Pardon the Interrupt Matthew Sills

An Unexpected Cause of an Alignment Fault

I’d like to start off this blog by describing a bug that we ran into a few weeks ago. The details are specific to our processor type, but I think the lessons are somewhat more general. The bug also showed up in an interesting and unexpected way.

The Setup

If you write software, at some point you’ve probably had to serialize and deserialize objects. Libraries like protobuf are great for handling this. But these kinds of libraries are not always available, and sometimes you have to roll your own. In our case, we hadn’t even gone that far, and just had some deserialization code that looked like this:

void deserializeFoo(uint8_t *packet, Foo *foo) {
  uint32_t arg1 = *((uint32_t*) (packet);
  uint32_t arg2 = *((uint32_t*) (packet + 4);
  float32_t arg3 = *((float32_t*) (packet + 8);
  //...
  foo->field1 = arg1;
  //...
}

OK so this isn’t great. But If you’ve spent time writing native code, you’ve probably seen this pattern, and perhaps used it yourself. I consider this an anti-pattern1 for a couple of reasons: it depends on the endianness of the host system (which makes it hard to port), and it can lead to alignment faults on certain architectures. I won’t dwell on this too much. If you are interested, here is a good writeup. But I do want to write up an error that we saw, because it showed up in a pretty unexpected way.

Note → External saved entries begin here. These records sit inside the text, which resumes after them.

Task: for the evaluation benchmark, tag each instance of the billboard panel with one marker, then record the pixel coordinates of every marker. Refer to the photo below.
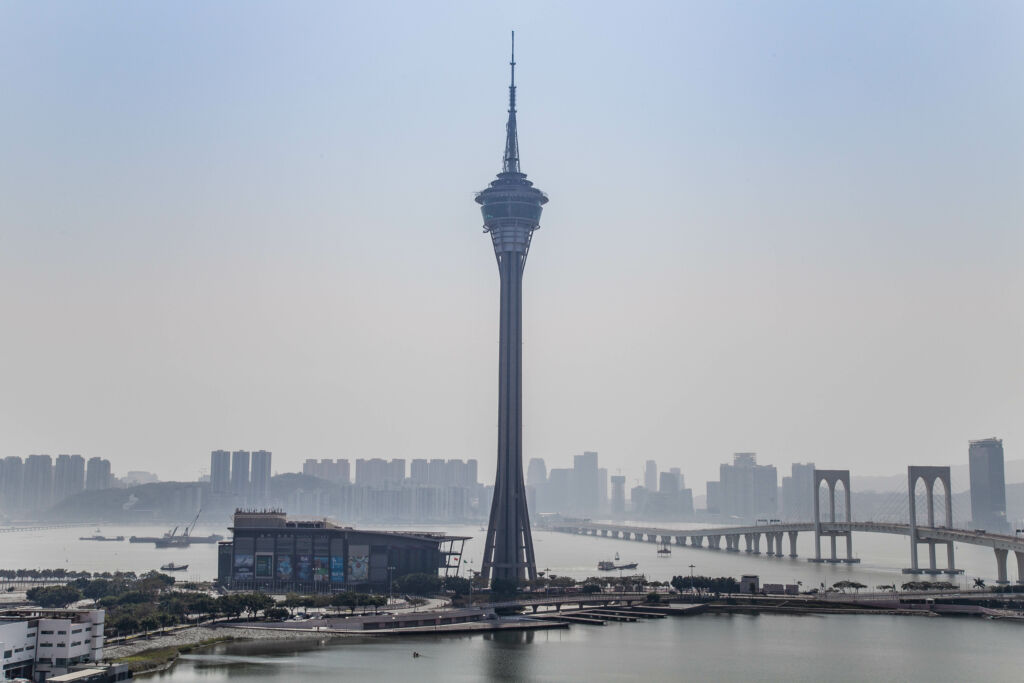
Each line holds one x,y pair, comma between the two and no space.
284,567
264,565
304,567
337,569
358,563
243,566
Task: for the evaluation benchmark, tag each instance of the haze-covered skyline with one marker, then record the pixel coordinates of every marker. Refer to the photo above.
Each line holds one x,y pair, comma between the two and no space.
790,228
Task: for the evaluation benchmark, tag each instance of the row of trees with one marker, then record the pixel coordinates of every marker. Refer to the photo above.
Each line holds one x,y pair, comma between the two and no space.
59,573
706,584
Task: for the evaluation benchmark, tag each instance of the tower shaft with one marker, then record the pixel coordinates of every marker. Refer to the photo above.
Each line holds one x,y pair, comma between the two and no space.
511,208
509,548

First, some background (update: this company is sadly now defunct). We’re building a set of wireless earbuds (shameless plug: https://www.hereplus.me/) that let you control how you hear the world. Users can control the earbuds through an iOS app, which sends command messages to the buds. The details aren’t important to this bug, but you can think of the interface as a set of endpoints, each with an associated handler that processes the incoming byte array. These handlers call into the deserialization code, almost all of which used the above pattern.

For a while, everything worked fine. Our processor is a little-endian ARM Cortex-M4, so no issues with endianness. Alignment faults might present a problem, but the incoming packets are all 4-byte aligned, so no problems there.  Then, one day, when sending commands to one of the endpoints, the processor would go into a hard fault. Luckily, this issue was very easy to reproduce, and we were quickly able to isolate the breaking change. Here it is (with some minor edits):

void deserializeFoo(uint8_t *packet, Foo *foo) {
  // Parse the id
  uint32_t id = *((uint32_t*) packet);
  // Parse the value
  float32_t value = *((float32_t*) (packet + 4));
  // Hydrate the object
  foo->id = id;
- foo->value = value;
+ // Incoming values are all scaled by 0.5
+ foo->value = 2.f * value;
}

Umm… That sure doesn’t look like it would cause an alignment fault. But sure enough, the fault shows up with that change, and goes away without it. And the fault register clearly shows an alignment fault.

What Happened

The error was really caused by a combination of two changes. In the first, one of our developers combined two of the endpoints into a single one.2

void handleFooBarPacket(uint8_t *packet) {
  switch (packet[0]) {
    case FOO: {
      Foo foo;
      deserializeFoo(packet + 1, &foo);
      //...
    } break;
    case BAR: {
      Bar bar;
      deserializeBar(packet + 1, &bar);
      //...
    } break;
  //...
  }
}

In order to combine the two endpoints, the developer changed the packet protocol to contain a type value as the first byte, and shifted the rest of the packet down a byte. What’s surprising to me is that this change didn’t break anything. I vaguely remembered reading that the Cortex-M4 supports unaligned accesses for non-floating point values. But all of the parameter parsing (including floating point accesses) results in unaligned accesses! And why did it work until one of the parameters was multiplied by 2?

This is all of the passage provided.